その声色は、先程スピーカーから彼女を助けた声と同じものであった。

 つくねはちはやと目を合わせた。一瞬の躊躇ののち、意を決して割れた窓から飛び降りると、そのまま柔らかなサイドカーの座席に腰を落とした。謎の男は浴衣姿にティアドロップ型のサングラスという、恰好だけ見れば先程の怪人たちとほとんど変わらない胡散臭さである。だが彼が発した、つくねの友達を守るためという、その言葉を信じたのだ。
(ちーちゃん。お母さん。心配しないで、あたしは絶対無事に帰ってくるから……!)

 爆音とともにつくねを乗せたバイクは急発進した。校門を飛び出し、公道の赤信号を乱暴に突破し、一心地ついてからようやく運転席の男は口を開いた。
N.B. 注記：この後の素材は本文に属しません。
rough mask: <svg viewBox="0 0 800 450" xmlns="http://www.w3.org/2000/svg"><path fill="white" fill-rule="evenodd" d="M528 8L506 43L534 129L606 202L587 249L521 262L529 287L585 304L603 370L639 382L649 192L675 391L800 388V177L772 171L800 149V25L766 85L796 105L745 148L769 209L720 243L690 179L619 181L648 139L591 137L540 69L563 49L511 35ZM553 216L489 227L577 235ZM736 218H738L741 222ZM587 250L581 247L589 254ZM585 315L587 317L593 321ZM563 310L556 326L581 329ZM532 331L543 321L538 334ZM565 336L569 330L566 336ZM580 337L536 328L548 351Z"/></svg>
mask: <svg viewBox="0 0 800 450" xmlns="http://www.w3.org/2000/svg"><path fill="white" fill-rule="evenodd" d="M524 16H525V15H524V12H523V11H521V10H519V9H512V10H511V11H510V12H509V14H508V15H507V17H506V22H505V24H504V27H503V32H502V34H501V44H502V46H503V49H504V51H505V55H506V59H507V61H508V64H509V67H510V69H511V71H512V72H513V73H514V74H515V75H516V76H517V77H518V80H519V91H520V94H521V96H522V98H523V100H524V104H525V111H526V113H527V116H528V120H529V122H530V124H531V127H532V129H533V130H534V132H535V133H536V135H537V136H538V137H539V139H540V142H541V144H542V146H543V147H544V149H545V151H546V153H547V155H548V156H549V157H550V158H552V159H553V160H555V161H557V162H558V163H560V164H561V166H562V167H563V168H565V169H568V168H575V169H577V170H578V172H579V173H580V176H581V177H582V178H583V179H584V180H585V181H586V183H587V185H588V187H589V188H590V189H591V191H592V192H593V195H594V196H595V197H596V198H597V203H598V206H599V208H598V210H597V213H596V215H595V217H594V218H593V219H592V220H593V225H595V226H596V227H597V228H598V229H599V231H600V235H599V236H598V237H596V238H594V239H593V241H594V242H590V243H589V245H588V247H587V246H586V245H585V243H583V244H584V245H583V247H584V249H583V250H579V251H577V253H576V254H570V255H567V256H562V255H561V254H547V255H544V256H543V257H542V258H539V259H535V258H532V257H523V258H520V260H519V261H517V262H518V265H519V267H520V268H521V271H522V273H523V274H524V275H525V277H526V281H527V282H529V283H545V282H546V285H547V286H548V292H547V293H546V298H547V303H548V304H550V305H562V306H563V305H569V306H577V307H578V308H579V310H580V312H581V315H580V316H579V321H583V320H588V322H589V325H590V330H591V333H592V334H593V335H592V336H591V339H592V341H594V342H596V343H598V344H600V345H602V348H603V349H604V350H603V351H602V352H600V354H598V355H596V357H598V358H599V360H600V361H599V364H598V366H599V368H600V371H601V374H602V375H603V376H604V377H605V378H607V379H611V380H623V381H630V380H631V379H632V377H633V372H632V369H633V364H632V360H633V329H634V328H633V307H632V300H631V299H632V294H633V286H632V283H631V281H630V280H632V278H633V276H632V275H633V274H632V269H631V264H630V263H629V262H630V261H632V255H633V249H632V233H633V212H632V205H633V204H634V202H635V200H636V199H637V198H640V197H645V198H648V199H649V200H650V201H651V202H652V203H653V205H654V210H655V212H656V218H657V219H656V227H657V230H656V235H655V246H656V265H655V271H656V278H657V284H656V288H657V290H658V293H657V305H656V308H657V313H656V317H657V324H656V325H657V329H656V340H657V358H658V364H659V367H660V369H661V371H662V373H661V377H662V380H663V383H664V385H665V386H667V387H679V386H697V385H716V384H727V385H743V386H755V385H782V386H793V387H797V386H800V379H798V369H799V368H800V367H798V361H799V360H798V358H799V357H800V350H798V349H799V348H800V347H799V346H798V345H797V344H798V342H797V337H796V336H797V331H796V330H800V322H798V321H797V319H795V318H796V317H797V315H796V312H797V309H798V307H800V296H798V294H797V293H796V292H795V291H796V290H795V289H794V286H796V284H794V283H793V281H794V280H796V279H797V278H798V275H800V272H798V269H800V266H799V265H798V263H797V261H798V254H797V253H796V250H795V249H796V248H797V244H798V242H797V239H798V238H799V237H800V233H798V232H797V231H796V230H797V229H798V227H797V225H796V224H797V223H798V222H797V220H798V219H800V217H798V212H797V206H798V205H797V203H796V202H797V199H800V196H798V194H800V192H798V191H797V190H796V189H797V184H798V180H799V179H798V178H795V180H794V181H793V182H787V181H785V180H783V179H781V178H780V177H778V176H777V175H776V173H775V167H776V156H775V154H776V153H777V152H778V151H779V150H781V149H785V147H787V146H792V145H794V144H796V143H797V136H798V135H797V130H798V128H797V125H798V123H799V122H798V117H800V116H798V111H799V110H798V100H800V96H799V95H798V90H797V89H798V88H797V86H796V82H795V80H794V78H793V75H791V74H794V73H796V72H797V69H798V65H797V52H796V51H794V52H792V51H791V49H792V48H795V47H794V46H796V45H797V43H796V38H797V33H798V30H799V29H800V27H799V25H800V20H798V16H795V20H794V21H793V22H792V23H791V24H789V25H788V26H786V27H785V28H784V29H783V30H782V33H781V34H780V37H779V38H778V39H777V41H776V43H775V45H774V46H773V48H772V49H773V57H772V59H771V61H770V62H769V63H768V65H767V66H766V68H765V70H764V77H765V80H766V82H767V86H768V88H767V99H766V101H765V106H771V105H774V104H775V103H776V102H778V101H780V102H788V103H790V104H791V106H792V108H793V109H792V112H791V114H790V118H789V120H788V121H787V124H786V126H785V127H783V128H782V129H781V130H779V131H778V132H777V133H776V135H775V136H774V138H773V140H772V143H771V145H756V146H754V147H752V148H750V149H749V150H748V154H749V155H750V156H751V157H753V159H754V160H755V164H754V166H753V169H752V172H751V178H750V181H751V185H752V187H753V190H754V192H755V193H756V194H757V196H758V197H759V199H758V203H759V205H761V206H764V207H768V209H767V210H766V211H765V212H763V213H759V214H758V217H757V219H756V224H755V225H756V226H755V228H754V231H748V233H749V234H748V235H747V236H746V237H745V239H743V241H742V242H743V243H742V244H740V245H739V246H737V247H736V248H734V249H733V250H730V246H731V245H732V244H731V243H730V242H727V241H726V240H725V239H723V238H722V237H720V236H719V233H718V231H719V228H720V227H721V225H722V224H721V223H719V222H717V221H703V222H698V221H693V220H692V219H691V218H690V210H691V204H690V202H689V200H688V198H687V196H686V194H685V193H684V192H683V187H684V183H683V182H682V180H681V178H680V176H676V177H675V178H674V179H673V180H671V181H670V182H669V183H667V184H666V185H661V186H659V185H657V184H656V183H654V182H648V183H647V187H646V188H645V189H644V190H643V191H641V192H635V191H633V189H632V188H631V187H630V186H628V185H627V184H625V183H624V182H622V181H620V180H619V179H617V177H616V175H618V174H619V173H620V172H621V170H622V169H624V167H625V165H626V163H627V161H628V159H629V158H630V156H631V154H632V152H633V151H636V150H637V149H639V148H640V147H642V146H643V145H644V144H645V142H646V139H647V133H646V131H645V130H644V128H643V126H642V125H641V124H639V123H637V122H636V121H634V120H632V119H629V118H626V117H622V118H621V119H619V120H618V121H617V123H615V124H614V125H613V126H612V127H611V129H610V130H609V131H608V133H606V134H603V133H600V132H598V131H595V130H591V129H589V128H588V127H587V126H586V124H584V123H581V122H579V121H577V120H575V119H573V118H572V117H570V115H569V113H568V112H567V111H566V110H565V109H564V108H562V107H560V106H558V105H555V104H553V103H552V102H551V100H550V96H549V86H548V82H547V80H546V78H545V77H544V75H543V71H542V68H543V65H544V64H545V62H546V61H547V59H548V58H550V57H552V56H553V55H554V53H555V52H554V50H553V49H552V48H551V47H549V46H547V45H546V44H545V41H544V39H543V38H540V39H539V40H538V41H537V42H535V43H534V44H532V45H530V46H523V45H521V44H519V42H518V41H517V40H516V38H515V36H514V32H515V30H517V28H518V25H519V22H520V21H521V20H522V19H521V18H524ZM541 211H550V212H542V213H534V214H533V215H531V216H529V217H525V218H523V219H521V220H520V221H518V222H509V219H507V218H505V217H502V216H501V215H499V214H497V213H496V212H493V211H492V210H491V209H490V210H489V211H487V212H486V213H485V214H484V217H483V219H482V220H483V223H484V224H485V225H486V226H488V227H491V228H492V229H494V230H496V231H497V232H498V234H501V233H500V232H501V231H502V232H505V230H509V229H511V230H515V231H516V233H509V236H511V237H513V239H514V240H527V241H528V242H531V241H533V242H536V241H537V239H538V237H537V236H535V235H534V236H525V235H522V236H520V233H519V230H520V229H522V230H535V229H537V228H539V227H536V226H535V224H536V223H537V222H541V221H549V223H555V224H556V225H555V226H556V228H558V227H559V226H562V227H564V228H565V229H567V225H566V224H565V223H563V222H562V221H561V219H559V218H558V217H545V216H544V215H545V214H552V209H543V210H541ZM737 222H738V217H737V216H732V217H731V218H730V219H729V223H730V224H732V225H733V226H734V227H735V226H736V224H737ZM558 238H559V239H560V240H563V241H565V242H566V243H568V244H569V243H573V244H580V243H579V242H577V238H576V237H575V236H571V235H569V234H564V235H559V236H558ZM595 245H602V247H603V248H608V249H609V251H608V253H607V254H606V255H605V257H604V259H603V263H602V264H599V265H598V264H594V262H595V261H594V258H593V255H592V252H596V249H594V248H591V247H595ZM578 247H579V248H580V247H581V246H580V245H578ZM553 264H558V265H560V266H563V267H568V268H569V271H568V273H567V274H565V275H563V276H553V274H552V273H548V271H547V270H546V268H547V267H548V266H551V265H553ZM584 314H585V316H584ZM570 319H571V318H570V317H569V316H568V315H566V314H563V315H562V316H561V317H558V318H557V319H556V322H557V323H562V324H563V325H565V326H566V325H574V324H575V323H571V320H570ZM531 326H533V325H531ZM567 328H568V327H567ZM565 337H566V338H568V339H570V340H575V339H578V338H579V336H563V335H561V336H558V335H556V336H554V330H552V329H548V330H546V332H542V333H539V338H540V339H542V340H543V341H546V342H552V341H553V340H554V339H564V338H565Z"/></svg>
「……私の名は親方。親方弦一郎という。君の父上の、旧い知り合いだ」

つくねは目を見開いて答えた。

「お父さん……あたしのお父さんを、知っているんですか!……ある日突然いなくなって。亡くなったって聞かされて……あなたは」

 つくねの目に一粒の涙がにじんだ。だが、親方と名乗る男は片手をかざして制した。
「我々の『組織』やその目的については、申し訳ないが、今は語ることができない」
その胸には、あのベルトに刻まれていたものと同じ――桜の花に二重円の紋章をかたどったブローチが留められていた。
(※参考: http://www.sumo.or.jp/

「しかし、君と君の父上を悲しませることは決してしないと約束しよう。これを」

つくねは眼前に掲げられた男の手指に挟まれていた、小さな品物に気が付いた。細やかな蒔絵が描かれた、漆塗りの赤い櫛だった。受け取ってまじまじと見れば、可愛らしい工芸品でありながら、思わず息を呑むほどに美しかった。

「これは……」
「君のお父さんから頼まれていたのさ。君が16歳になったときに渡してくれとね。ああ、一日遅れてしまったが」

 男はサングラスを外し、つくねに視線を向けた。慈しみを帯びた優しい笑みがつくねをとらえていた。